Thursday, April 19, 2012

Luggage Requirements are an Airline Racket

It's really not just me.  After some hardcore, serious research involving screeching indignantly in a high pitched voice with my co-workers who share the same problem (and looking at my research from the trip when I bought the Beloved Ugly Hosteling Backpack), the results are in.

Airlines really HAVE made their carryon requirements smaller.  My hosteling backpack WAS a carryon size years ago, back in the day when we could insert things lengthwise.  Airlines ARE trying to trick you.

We used to be able to bring an elephant.

Now we can bring chihuahuas.

Sneaky airlines.

I now shall proceed to mourn my Beloved Ugly.  It has served faithfully and I shall hang on to it with hopes that when I make a sabbatical I can do the several-months-long traveling trip that I have always wanted to do.  I love that thing.  It is such a pity it no longer fits the requirements.  It is simply too tall, and as we taller than average people know, the world of airline travel is simply not made for us.

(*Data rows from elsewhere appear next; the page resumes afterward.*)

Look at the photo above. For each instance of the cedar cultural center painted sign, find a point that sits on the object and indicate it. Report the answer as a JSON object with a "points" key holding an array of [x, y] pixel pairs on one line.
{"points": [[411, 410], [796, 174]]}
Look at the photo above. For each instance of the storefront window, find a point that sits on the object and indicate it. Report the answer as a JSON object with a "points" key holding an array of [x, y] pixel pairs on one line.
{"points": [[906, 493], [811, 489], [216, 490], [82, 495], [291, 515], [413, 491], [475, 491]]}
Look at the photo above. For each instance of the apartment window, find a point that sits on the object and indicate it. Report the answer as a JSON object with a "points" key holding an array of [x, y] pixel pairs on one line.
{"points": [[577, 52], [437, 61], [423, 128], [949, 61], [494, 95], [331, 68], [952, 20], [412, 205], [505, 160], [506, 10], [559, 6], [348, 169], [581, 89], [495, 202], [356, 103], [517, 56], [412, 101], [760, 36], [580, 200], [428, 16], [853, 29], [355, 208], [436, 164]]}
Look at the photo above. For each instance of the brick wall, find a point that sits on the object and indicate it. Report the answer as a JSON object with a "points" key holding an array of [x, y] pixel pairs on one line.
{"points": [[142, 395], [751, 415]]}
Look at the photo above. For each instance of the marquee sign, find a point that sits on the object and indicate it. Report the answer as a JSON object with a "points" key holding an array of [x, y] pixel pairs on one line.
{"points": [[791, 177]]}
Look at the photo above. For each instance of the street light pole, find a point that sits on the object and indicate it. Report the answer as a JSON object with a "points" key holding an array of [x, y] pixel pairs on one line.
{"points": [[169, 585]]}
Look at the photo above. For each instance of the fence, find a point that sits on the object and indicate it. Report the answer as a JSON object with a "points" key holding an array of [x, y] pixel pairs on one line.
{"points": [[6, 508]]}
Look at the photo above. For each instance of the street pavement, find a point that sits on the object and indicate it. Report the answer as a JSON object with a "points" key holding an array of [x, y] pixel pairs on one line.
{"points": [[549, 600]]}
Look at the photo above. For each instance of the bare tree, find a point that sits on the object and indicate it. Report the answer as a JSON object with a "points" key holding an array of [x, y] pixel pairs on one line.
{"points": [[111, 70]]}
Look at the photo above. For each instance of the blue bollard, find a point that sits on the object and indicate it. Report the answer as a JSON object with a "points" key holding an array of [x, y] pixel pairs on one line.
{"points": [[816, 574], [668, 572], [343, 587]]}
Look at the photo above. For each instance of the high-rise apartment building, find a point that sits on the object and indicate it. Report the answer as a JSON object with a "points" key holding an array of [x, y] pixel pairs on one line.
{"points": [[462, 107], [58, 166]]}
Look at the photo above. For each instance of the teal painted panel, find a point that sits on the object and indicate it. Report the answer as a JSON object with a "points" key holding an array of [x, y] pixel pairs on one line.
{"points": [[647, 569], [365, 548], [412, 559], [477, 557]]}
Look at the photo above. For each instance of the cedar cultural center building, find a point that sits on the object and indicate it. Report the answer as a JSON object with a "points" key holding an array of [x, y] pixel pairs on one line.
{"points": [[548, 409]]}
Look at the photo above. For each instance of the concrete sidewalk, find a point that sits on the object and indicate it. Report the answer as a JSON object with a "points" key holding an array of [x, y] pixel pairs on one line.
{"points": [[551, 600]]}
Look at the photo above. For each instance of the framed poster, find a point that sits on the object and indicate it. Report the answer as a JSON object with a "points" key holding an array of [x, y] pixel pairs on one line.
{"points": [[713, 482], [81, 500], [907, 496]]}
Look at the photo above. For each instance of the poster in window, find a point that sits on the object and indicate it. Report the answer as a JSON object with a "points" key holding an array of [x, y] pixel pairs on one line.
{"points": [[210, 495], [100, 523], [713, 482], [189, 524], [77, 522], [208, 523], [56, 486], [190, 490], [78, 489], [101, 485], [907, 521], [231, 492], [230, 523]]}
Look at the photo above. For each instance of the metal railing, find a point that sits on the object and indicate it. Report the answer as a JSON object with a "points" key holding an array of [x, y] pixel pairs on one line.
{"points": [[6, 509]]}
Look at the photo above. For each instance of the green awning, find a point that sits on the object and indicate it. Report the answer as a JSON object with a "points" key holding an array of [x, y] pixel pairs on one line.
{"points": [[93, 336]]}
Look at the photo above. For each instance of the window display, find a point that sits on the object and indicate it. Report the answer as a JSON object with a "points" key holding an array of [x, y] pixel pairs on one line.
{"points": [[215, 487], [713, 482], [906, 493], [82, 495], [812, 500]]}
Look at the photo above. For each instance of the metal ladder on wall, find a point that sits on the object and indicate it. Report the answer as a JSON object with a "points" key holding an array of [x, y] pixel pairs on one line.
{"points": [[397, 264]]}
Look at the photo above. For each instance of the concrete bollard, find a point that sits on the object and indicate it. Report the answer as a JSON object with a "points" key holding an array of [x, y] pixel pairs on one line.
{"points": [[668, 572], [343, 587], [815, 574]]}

Because of this, I have had to replace the Beloved Ugly with a new bag.  I've got a Rick Steves Convertible Carryon and will be checking out an Osprey Porter 46 at REI later today before I make my final choice.  (Yeah, I over-research all the time.  But this means my itinerary will be exhaustive and informative, and since some of you are entrusting me with the happiness of your child for 12 days, this bodes *very* well for you.)

Ach.  Luggage requirements are so complicated these days.